Few were excited by the news. It took two more years before the first recorded cure of anything using penicillin was on the books, and 10 years after that before a method for mass production was developed. Even then, drug production was low. We simply couldn’t connect the dots fast enough.
Penicillin wouldn’t be available to the American public until 1945, a full 17 years after Fleming’s fortunate discovery inside a moldy petri dish. The eventual public rollout was hailed as a modern miracle, though not a prayer that was answered quickly. Many died from otherwise treatable infections due to the gap between discovery and delivery.
What did we learn from that ordeal? Hard to say. More than a half-century later, not so much has changed.

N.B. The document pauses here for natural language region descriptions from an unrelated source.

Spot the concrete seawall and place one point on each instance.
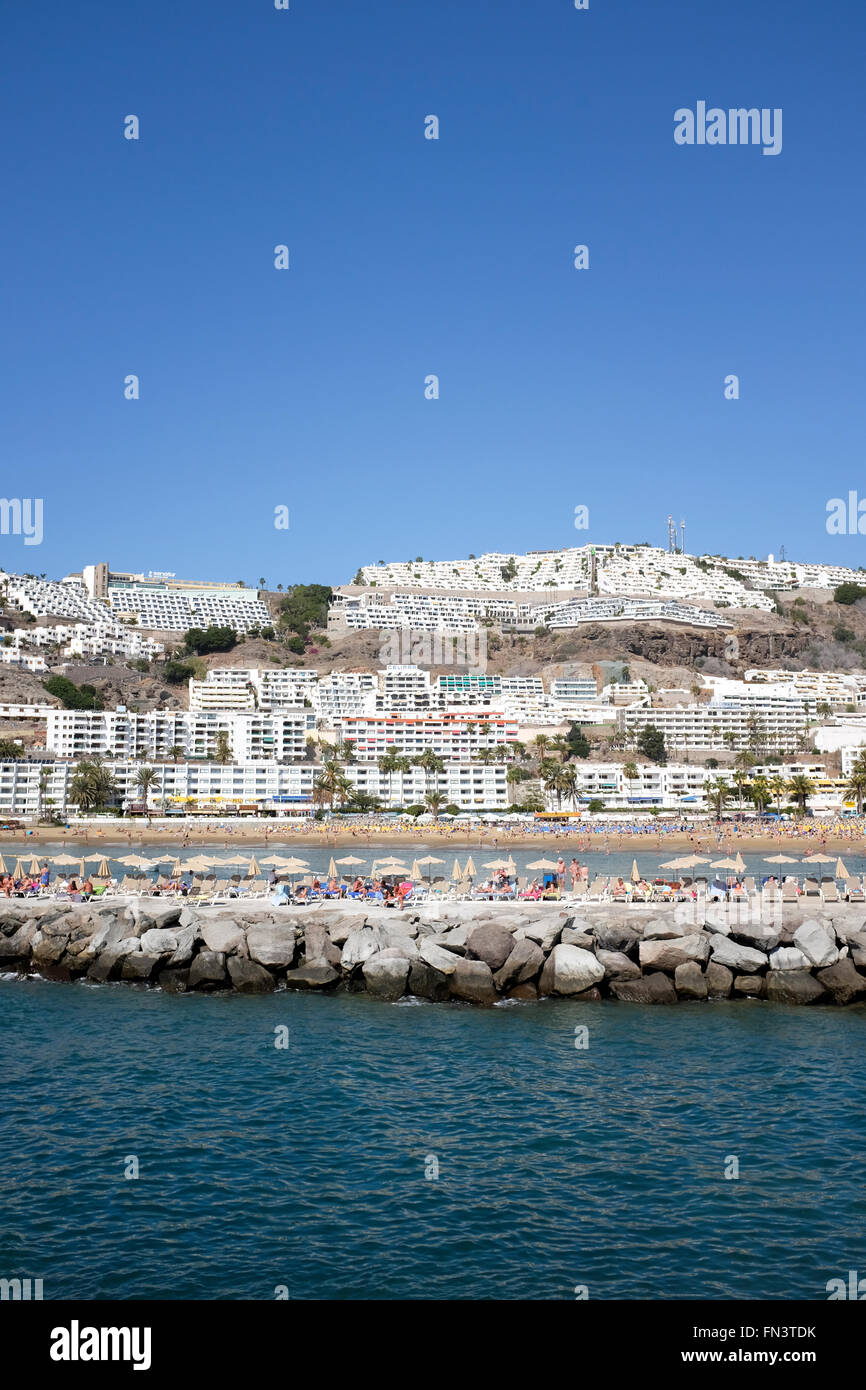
(478, 952)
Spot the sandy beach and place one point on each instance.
(819, 836)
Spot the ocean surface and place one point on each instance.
(234, 859)
(426, 1151)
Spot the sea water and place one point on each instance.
(339, 1147)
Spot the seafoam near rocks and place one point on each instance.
(473, 952)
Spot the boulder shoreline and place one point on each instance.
(476, 952)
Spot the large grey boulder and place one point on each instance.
(360, 945)
(523, 963)
(489, 943)
(844, 982)
(663, 929)
(439, 959)
(206, 969)
(794, 987)
(224, 937)
(248, 976)
(815, 941)
(139, 965)
(385, 975)
(570, 970)
(690, 982)
(615, 936)
(159, 941)
(271, 945)
(617, 963)
(788, 958)
(651, 988)
(745, 959)
(427, 983)
(317, 976)
(473, 980)
(719, 980)
(669, 954)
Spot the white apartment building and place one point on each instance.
(123, 734)
(250, 687)
(453, 737)
(720, 724)
(833, 688)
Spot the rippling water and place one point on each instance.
(306, 1166)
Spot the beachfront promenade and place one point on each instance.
(470, 951)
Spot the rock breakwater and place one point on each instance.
(478, 952)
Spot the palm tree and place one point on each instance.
(761, 792)
(779, 788)
(740, 780)
(567, 781)
(717, 792)
(146, 779)
(388, 766)
(801, 788)
(856, 786)
(223, 752)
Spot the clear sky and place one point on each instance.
(305, 388)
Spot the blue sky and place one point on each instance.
(305, 388)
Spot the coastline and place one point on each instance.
(831, 840)
(467, 952)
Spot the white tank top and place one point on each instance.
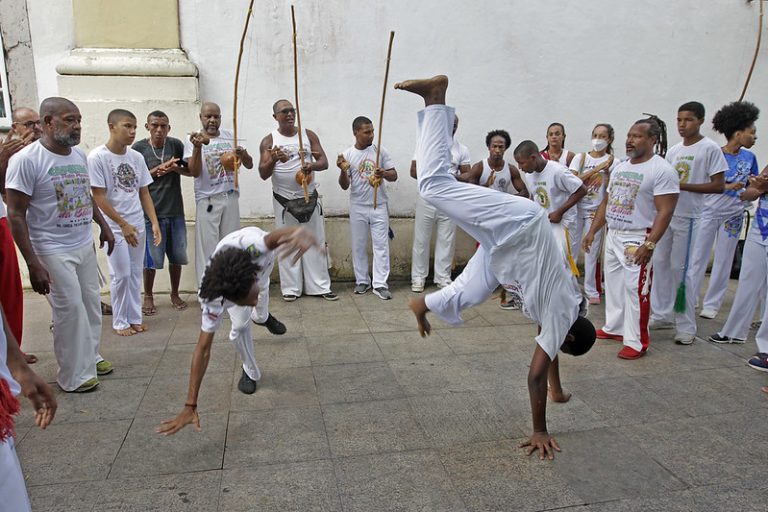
(502, 179)
(284, 176)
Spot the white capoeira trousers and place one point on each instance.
(365, 220)
(212, 226)
(76, 307)
(627, 289)
(668, 264)
(13, 490)
(427, 216)
(592, 258)
(126, 266)
(310, 274)
(753, 282)
(726, 229)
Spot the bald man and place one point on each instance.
(25, 129)
(216, 195)
(50, 210)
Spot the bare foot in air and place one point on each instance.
(420, 309)
(139, 327)
(561, 396)
(431, 89)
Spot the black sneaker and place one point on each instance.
(246, 385)
(274, 325)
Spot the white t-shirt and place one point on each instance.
(122, 176)
(252, 240)
(5, 372)
(552, 187)
(362, 164)
(284, 176)
(595, 185)
(214, 179)
(60, 208)
(502, 179)
(695, 164)
(631, 192)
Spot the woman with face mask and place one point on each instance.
(593, 168)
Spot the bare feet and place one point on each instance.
(431, 89)
(420, 309)
(561, 396)
(149, 309)
(177, 302)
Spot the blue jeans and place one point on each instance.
(174, 243)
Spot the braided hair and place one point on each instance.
(230, 274)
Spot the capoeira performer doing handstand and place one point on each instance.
(237, 279)
(516, 245)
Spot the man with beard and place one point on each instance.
(50, 209)
(216, 196)
(25, 129)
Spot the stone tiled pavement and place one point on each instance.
(356, 413)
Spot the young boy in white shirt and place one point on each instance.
(360, 172)
(119, 181)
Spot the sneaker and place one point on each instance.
(602, 335)
(383, 293)
(684, 338)
(246, 385)
(362, 288)
(273, 325)
(630, 353)
(86, 386)
(658, 325)
(717, 338)
(759, 362)
(104, 367)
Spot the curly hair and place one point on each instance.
(735, 117)
(230, 274)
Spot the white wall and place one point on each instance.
(516, 65)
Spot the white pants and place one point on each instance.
(750, 292)
(310, 274)
(13, 490)
(365, 219)
(126, 266)
(591, 258)
(445, 243)
(76, 307)
(627, 289)
(726, 229)
(668, 264)
(212, 226)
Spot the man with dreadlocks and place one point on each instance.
(700, 166)
(641, 197)
(237, 279)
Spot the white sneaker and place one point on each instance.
(658, 325)
(683, 338)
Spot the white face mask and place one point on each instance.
(599, 144)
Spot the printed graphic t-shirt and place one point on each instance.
(122, 176)
(631, 192)
(60, 208)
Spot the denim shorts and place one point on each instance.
(174, 243)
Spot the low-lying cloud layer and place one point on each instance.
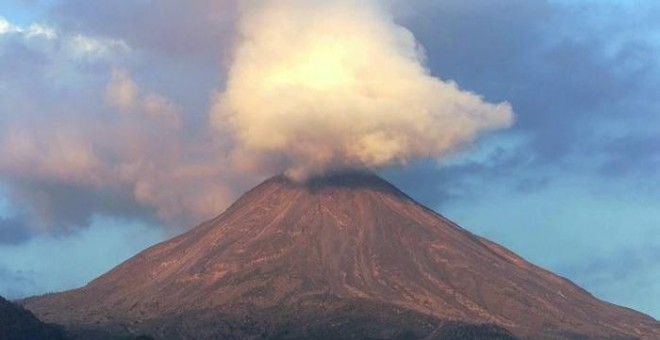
(317, 86)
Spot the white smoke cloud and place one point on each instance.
(316, 86)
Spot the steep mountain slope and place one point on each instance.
(288, 259)
(17, 323)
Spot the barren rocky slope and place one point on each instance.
(292, 260)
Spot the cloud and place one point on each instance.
(13, 230)
(319, 86)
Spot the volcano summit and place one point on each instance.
(342, 256)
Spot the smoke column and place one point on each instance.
(317, 86)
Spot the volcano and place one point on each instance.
(341, 256)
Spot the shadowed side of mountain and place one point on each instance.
(326, 256)
(17, 323)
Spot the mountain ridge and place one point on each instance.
(350, 239)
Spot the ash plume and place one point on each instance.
(317, 86)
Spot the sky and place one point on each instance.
(108, 142)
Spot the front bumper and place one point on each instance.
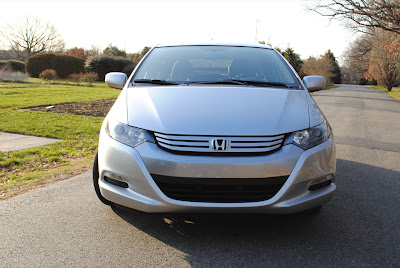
(135, 166)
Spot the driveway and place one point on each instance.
(65, 225)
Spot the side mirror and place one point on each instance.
(116, 80)
(314, 82)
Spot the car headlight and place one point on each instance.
(128, 135)
(311, 137)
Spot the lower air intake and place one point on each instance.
(219, 190)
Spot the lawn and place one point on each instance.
(395, 93)
(25, 169)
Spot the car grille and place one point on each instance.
(214, 144)
(219, 190)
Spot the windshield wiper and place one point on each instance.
(155, 81)
(225, 81)
(266, 83)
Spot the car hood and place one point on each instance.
(221, 110)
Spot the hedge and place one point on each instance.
(64, 65)
(17, 66)
(104, 64)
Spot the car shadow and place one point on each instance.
(361, 220)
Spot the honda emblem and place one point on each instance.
(219, 144)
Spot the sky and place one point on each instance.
(131, 25)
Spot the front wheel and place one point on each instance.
(96, 177)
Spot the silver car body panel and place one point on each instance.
(223, 110)
(143, 193)
(215, 110)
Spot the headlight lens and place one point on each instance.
(311, 137)
(128, 135)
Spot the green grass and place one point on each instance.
(21, 95)
(24, 169)
(395, 93)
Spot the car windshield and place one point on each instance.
(215, 64)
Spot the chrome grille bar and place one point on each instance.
(236, 144)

Today, we continue to face discrepancies between the medical and health science we know, the care that we provide, and the policies that we make. Despite miracle advancements in our ability to instantly network researchers from around the world, to share data globally from the comforts of our homes, and to connect doctors with patients on other continents, we have as many unanswered questions as ever.
Are vaccines safe? Have we really discovered a cure for Ebola? Has nature evolved to a point where the antibiotics ushered in by Fleming and others will no longer save lives in the future?

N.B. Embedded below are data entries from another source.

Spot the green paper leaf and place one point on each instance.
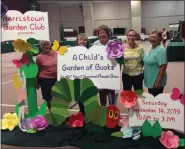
(62, 90)
(17, 108)
(181, 142)
(151, 131)
(31, 131)
(32, 41)
(34, 49)
(146, 127)
(157, 130)
(118, 134)
(139, 92)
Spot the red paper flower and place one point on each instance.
(128, 98)
(76, 120)
(169, 140)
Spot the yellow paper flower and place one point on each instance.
(16, 82)
(9, 121)
(21, 46)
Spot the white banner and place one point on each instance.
(169, 113)
(32, 24)
(80, 62)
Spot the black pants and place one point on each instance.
(46, 84)
(135, 81)
(156, 91)
(104, 94)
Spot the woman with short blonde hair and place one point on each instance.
(155, 65)
(47, 75)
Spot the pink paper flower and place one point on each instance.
(128, 98)
(124, 121)
(114, 49)
(169, 140)
(76, 120)
(39, 122)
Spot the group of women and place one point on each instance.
(138, 66)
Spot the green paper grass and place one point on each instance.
(32, 41)
(151, 131)
(66, 91)
(118, 134)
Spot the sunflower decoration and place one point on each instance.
(21, 45)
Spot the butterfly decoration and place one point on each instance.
(23, 60)
(60, 49)
(176, 95)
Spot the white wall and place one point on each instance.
(154, 14)
(113, 14)
(159, 14)
(54, 11)
(69, 16)
(72, 16)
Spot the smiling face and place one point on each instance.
(131, 36)
(104, 38)
(112, 116)
(155, 39)
(82, 41)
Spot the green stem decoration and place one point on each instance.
(31, 96)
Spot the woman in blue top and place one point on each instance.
(155, 64)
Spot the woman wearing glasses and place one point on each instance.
(133, 63)
(155, 63)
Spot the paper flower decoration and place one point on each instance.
(9, 121)
(132, 132)
(76, 120)
(128, 98)
(176, 95)
(124, 121)
(39, 122)
(21, 45)
(114, 49)
(23, 60)
(26, 124)
(169, 140)
(4, 9)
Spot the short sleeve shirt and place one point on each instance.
(133, 61)
(152, 62)
(47, 65)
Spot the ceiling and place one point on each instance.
(69, 2)
(61, 2)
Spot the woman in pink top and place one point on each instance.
(47, 76)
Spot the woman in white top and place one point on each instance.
(103, 33)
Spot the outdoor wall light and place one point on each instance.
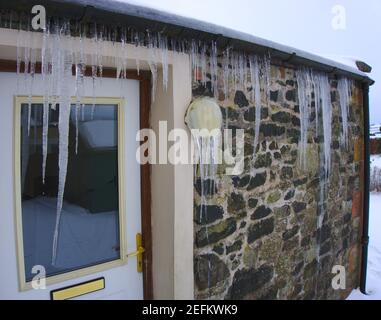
(204, 113)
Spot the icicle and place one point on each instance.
(326, 106)
(344, 90)
(163, 46)
(45, 113)
(33, 58)
(226, 72)
(152, 63)
(137, 61)
(27, 48)
(303, 77)
(266, 67)
(194, 60)
(19, 59)
(214, 68)
(80, 69)
(203, 64)
(63, 129)
(256, 94)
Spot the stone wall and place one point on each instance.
(260, 237)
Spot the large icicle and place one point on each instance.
(214, 68)
(344, 90)
(256, 97)
(326, 106)
(163, 46)
(303, 77)
(45, 56)
(63, 129)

Questions are plenty but answers are few.
Since 2001—in response to an Institute of Medicine (IOM) report released that year detailing the growing challenges in coordinating biomedical and clinical research with health care delivery and health policy—research institutions, medical facilities, and policy makers have endeavored to narrow the gap. With studies showing that it could still take 17 years for research to reach clinical practice and health policy (no faster than the penicillin lifecycle from 50 years earlier) the IOM announced that the “nation’s healthcare delivery system has fallen far short in its ability to translate knowledge into practice and to apply new technology safely and appropriately.”
The news led to investments in translation and implementation science, which seek to apply evidence-based practice to real-life settings and identify the factors that interrupt its uptake. But even with these investments, change comes slowly. The National Institutes of Health have identified a variety of challenges for translation and implementation science, including the limited external validity of randomized-controlled trials, the diversity of primary care practice, and the burden of chronic disease in the U.S.
But perhaps most concerning is the lack of successful, ongoing collaboration between the research, medical professional, and patient communities. No one’s talking. And that’s where Booz Allen is making a difference.
To address the myriad challenges, we increasingly see policymakers, clinical providers, and researchers approach the Clinical-Research Continuum as a holistic framework for understanding the progression from scientific research to clinical practice and population health. Where there are gaps, Booz Allen builds bridges, linking partners across functions.
We deliver expertise in research design and execution, research portfolio management, training and dissemination tools, clinical operations, performance metrics, and advanced analytics to support our clients in executing research, dissemination, practice, policy, and impact evaluation. Our approach includes bringing the most advanced communications specialists and SMEs to augment our clinical research and data science teams so that findings and reports are effectively disseminated and recommendations subsequently implemented.
Together with our clients, we seek to execute the highest quality research, provide cutting-edge clinical care, and craft meaningful policy to continuously improve individual and population health. No more relying on luck and miracles.